Pasalnya, putusan yang ditetapkan oleh Pengadilan Tindak Pidana Korupsi (Tipikor) Jakarta terhadap yang bersangkutan dinilai ringan.
“JPU mengajukan upaya hukum banding ke Pengadilan Tinggi DKI Jakarta,” ujar Juru Bicara KPK, Budi Prasetyo kepada wartawan di Gedung Merah Putih, Jakarta, Senin (16/6/2025).

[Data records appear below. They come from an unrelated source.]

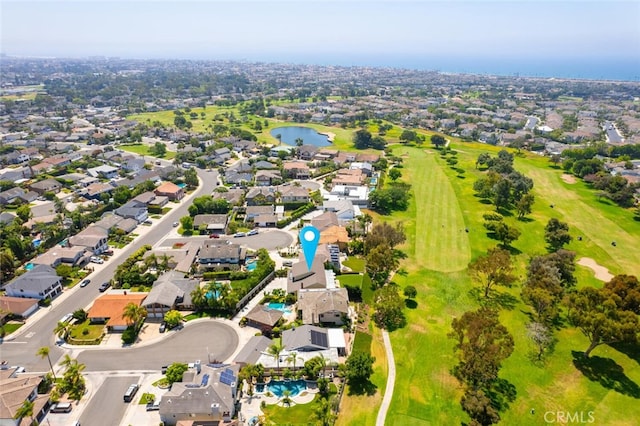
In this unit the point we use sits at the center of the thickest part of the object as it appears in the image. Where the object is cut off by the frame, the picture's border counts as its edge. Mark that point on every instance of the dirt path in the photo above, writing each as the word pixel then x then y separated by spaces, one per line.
pixel 600 271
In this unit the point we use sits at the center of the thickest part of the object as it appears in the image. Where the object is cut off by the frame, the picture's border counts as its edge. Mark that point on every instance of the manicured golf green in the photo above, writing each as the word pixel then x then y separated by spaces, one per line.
pixel 425 391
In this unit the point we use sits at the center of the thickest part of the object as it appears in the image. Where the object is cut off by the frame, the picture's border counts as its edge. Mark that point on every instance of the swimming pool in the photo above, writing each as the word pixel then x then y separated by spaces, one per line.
pixel 278 387
pixel 279 307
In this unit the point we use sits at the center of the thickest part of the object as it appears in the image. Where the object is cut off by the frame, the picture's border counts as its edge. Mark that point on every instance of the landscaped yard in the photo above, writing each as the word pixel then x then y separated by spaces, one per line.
pixel 438 250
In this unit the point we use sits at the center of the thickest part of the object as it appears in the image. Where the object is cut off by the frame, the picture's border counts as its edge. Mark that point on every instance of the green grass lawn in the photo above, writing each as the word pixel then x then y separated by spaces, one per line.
pixel 355 263
pixel 142 149
pixel 94 331
pixel 437 256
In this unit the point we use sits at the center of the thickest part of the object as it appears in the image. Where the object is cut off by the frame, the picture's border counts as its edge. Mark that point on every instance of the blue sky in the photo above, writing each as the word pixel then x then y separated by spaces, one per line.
pixel 272 30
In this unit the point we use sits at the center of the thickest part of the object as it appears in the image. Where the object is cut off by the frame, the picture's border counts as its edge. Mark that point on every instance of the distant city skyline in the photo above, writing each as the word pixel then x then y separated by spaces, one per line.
pixel 459 36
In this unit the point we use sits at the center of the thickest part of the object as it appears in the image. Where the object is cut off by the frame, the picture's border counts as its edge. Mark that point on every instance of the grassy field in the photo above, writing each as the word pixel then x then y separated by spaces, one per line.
pixel 342 139
pixel 426 392
pixel 141 149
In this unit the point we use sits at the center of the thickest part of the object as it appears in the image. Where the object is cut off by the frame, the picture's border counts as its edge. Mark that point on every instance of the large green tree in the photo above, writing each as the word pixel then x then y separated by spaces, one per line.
pixel 482 344
pixel 494 268
pixel 556 234
pixel 600 315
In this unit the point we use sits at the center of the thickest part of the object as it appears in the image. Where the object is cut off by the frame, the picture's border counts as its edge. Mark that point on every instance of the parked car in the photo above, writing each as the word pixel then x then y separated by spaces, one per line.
pixel 153 406
pixel 61 407
pixel 130 393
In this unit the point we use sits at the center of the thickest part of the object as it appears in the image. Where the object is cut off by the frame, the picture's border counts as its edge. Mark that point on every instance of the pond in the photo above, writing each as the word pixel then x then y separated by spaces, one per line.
pixel 309 136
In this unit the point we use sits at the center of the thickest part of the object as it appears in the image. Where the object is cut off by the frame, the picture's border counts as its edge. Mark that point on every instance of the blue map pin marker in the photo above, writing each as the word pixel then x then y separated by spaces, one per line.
pixel 309 239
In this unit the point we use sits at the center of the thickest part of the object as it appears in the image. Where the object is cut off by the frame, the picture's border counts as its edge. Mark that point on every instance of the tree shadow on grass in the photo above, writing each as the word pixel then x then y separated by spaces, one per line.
pixel 362 388
pixel 632 350
pixel 606 372
pixel 496 299
pixel 501 393
pixel 410 303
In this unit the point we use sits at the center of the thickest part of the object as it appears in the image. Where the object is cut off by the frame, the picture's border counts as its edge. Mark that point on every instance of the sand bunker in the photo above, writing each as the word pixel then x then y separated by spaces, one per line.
pixel 601 272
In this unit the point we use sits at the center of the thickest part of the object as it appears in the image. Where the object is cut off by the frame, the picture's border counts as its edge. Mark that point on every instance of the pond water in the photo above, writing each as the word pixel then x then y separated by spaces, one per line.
pixel 309 136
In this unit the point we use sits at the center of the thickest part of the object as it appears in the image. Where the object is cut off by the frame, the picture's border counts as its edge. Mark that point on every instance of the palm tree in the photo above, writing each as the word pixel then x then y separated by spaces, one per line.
pixel 62 329
pixel 275 350
pixel 199 297
pixel 133 314
pixel 25 410
pixel 44 352
pixel 292 358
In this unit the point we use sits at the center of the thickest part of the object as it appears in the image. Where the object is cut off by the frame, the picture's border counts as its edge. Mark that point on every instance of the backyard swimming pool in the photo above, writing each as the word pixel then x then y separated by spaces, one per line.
pixel 279 307
pixel 278 387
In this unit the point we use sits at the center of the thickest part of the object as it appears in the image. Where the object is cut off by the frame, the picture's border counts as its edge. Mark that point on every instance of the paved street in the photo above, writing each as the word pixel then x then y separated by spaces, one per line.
pixel 186 345
pixel 38 331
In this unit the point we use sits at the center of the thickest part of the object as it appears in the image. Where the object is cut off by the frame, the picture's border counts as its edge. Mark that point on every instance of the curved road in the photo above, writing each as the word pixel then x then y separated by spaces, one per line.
pixel 22 350
pixel 186 345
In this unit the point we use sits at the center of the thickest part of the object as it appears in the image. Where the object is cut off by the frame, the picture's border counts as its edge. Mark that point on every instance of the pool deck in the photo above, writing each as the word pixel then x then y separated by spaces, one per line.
pixel 251 404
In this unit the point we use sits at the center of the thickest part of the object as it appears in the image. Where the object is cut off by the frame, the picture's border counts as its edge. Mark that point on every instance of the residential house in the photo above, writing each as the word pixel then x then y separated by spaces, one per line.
pixel 74 256
pixel 95 190
pixel 268 177
pixel 296 170
pixel 108 309
pixel 294 194
pixel 170 190
pixel 252 350
pixel 301 277
pixel 259 196
pixel 307 152
pixel 40 283
pixel 221 255
pixel 212 223
pixel 47 185
pixel 263 318
pixel 253 211
pixel 104 171
pixel 207 395
pixel 170 291
pixel 21 307
pixel 323 306
pixel 14 391
pixel 266 220
pixel 93 238
pixel 310 338
pixel 133 210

Seperti diketahui, Budi telah dihukum tiga tahun penjara dalam kasus korupsi pengadaan 1,1 juta set alat pelindung diri (APD) Covid-19. Hakim menilai, perbuatan yang bersangkutan telah memenuhi unsur penyalahgunaan wewenang yang memperkaya orang lain sekaligus merugikan keuangan negara sebesar Rp 319 miliar.
Namun, vonis tersebut dinilai lebih rendah dari tuntutan Jaksa Penuntut Umum (JPU). JPU sebelumnya telah menuntut selama 4 tahun penjara dan denda Rp 200 juta subsider kurungan 3 bulan.